EDIT: one more important point about the difference: when someone uses the “you’re not my ally” line when it’s clearly about supporter-allies, it also makes no sense to assume that this is a statement about all alliances of the common-cause-category the two people in question may be in. I’ve seen people make the much stronger statements that social justice movement X isn’t for them because it’s insufficiently intersectional; I’ve seen people make statements claiming that a particular individual can make potentially harm a movement by making it less appealing to people on other axes of oppression because of their behavior, political position or whatever; but both of those are distinctly different than pointing out that a person with whom one is common-cause-allied in fights about X, Y, and Z is not an ally in the fight for one’s own rights.

6 comments on “An ally by any other name…

  1. Thank you for this coherent post.

  2. David Marjanović says:

    In order to gain the title of “supporter”, one actually has to be doing some supporting.

    Like buying a bumper sticker that says “I Support”. </cynicism>

    Judging from my cursory observation of especially the JT debacle, it seems to me that “I’m an ally” just means “I’m for good and against evil” – which is really not something that needs to be pointed out in most situations, and which is definitely not something to be particularly proud of.

  3. Jadehawk says:

    Like buying a bumper sticker that says “I Support”. </cynicism>

    I’m pretty sure no one who’s being “supported” like that would actually call the car-owner a “supporter”, regardless of the owner’s self-perception; which was my point.

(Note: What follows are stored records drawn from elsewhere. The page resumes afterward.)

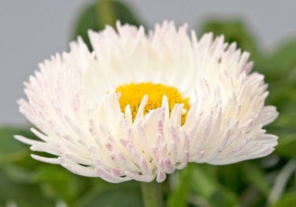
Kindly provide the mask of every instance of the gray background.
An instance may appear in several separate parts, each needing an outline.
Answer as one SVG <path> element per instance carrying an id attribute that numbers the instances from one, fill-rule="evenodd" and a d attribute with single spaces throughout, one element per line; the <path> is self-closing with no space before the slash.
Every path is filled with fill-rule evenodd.
<path id="1" fill-rule="evenodd" d="M 164 19 L 195 29 L 209 17 L 239 17 L 266 51 L 296 35 L 295 0 L 123 1 L 150 28 Z M 91 1 L 0 0 L 0 124 L 27 123 L 16 103 L 24 97 L 23 82 L 38 63 L 68 51 L 77 14 Z"/>

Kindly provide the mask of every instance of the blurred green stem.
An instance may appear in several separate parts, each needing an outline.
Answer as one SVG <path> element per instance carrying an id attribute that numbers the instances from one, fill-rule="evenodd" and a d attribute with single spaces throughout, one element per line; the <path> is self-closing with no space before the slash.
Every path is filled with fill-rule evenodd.
<path id="1" fill-rule="evenodd" d="M 99 0 L 97 8 L 99 24 L 103 27 L 106 24 L 114 27 L 116 18 L 113 1 L 111 0 Z"/>
<path id="2" fill-rule="evenodd" d="M 141 187 L 143 203 L 146 207 L 164 206 L 161 183 L 155 180 L 149 182 L 141 182 Z"/>

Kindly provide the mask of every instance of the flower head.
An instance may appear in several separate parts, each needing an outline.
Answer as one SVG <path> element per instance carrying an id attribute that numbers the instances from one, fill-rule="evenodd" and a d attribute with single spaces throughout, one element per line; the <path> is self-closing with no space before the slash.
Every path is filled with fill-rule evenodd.
<path id="1" fill-rule="evenodd" d="M 186 26 L 116 24 L 89 31 L 70 53 L 39 65 L 25 83 L 20 111 L 42 141 L 16 136 L 32 155 L 84 176 L 117 183 L 162 182 L 188 162 L 224 165 L 266 156 L 277 137 L 262 127 L 278 113 L 265 106 L 264 76 L 249 54 Z"/>

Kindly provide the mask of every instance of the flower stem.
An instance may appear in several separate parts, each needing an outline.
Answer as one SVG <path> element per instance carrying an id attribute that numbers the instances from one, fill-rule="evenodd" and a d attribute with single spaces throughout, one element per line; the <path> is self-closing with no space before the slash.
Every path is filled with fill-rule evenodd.
<path id="1" fill-rule="evenodd" d="M 145 207 L 164 206 L 161 183 L 155 180 L 149 182 L 141 182 L 141 188 Z"/>

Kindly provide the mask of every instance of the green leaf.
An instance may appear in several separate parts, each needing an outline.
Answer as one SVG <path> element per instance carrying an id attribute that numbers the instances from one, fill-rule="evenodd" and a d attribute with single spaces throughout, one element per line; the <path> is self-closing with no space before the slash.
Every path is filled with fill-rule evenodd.
<path id="1" fill-rule="evenodd" d="M 270 187 L 265 175 L 261 168 L 252 164 L 251 162 L 245 162 L 242 166 L 245 176 L 252 185 L 255 185 L 265 196 L 268 195 Z"/>
<path id="2" fill-rule="evenodd" d="M 142 207 L 141 188 L 138 182 L 133 181 L 125 183 L 109 183 L 109 187 L 99 193 L 91 193 L 91 198 L 83 206 L 92 207 Z"/>
<path id="3" fill-rule="evenodd" d="M 190 188 L 212 206 L 234 206 L 238 204 L 233 192 L 222 186 L 217 180 L 216 172 L 219 167 L 208 164 L 190 163 Z"/>
<path id="4" fill-rule="evenodd" d="M 13 138 L 15 135 L 29 138 L 34 137 L 29 129 L 8 126 L 0 128 L 0 163 L 19 161 L 29 156 L 28 145 Z"/>
<path id="5" fill-rule="evenodd" d="M 202 34 L 213 32 L 215 36 L 224 34 L 226 42 L 231 43 L 236 42 L 238 48 L 247 51 L 251 54 L 251 60 L 257 61 L 259 59 L 258 45 L 249 32 L 248 29 L 240 20 L 212 20 L 207 22 L 202 27 Z"/>
<path id="6" fill-rule="evenodd" d="M 187 166 L 184 169 L 178 172 L 179 183 L 169 197 L 168 207 L 187 206 L 187 198 L 190 183 L 190 167 L 191 166 Z"/>
<path id="7" fill-rule="evenodd" d="M 282 198 L 273 207 L 296 207 L 296 196 L 295 192 L 284 194 Z"/>
<path id="8" fill-rule="evenodd" d="M 286 84 L 288 79 L 290 83 L 296 85 L 295 79 L 289 78 L 291 74 L 296 66 L 296 39 L 288 41 L 283 45 L 277 48 L 266 60 L 258 67 L 259 72 L 265 75 L 268 82 L 285 80 Z"/>
<path id="9" fill-rule="evenodd" d="M 281 138 L 275 152 L 287 158 L 296 158 L 296 134 Z"/>
<path id="10" fill-rule="evenodd" d="M 139 26 L 140 22 L 133 12 L 125 3 L 112 0 L 97 0 L 84 10 L 77 21 L 74 38 L 81 36 L 89 49 L 91 48 L 87 30 L 98 31 L 106 24 L 115 26 L 115 21 Z"/>
<path id="11" fill-rule="evenodd" d="M 19 181 L 7 177 L 2 168 L 0 167 L 0 205 L 5 206 L 9 201 L 13 201 L 18 206 L 22 207 L 54 206 L 54 200 L 40 193 L 38 186 L 18 183 Z"/>

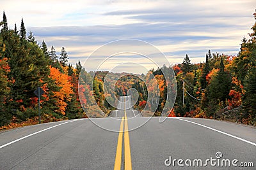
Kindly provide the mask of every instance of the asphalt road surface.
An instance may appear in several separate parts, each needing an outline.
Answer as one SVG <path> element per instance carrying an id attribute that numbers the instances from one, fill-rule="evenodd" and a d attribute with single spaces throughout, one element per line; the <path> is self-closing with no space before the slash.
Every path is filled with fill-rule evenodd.
<path id="1" fill-rule="evenodd" d="M 128 132 L 129 126 L 147 118 L 132 110 L 127 97 L 120 101 L 118 110 L 111 114 L 118 122 L 93 118 L 119 132 L 89 119 L 0 132 L 0 169 L 256 169 L 256 129 L 189 118 L 168 118 L 159 124 L 153 117 Z M 227 160 L 230 166 L 225 166 Z M 252 166 L 250 162 L 254 167 L 241 167 Z"/>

You can’t argue alignment, but you can argue support

    it seems to me that “I’m an ally” just means “I’m for good and against evil”

    hence my obscurely punny repeated use of “alignment” and derivatives. basically, such alliance can be to declare oneself Lawful/Neutral Good and call it a day

  4. jac0bs1nger says:

    Franklin Percival,

    I daresay you mean ‘cogent’.

  5. David Marjanović says:

    my obscurely punny repeated use of “alignment” and derivatives

    *facepalm*

    I suppose I still take doubly written consonants too seriously.

  6. hall-of-rage says:

    I might write something about “conditional allies” (meaning the sort of person who wants their personal feelings accounted for, in exchange for supposedly being an ally) and why we should try our damnedest not to be those, and this would be really useful for starting to show why that’s a huge problem. Thanks.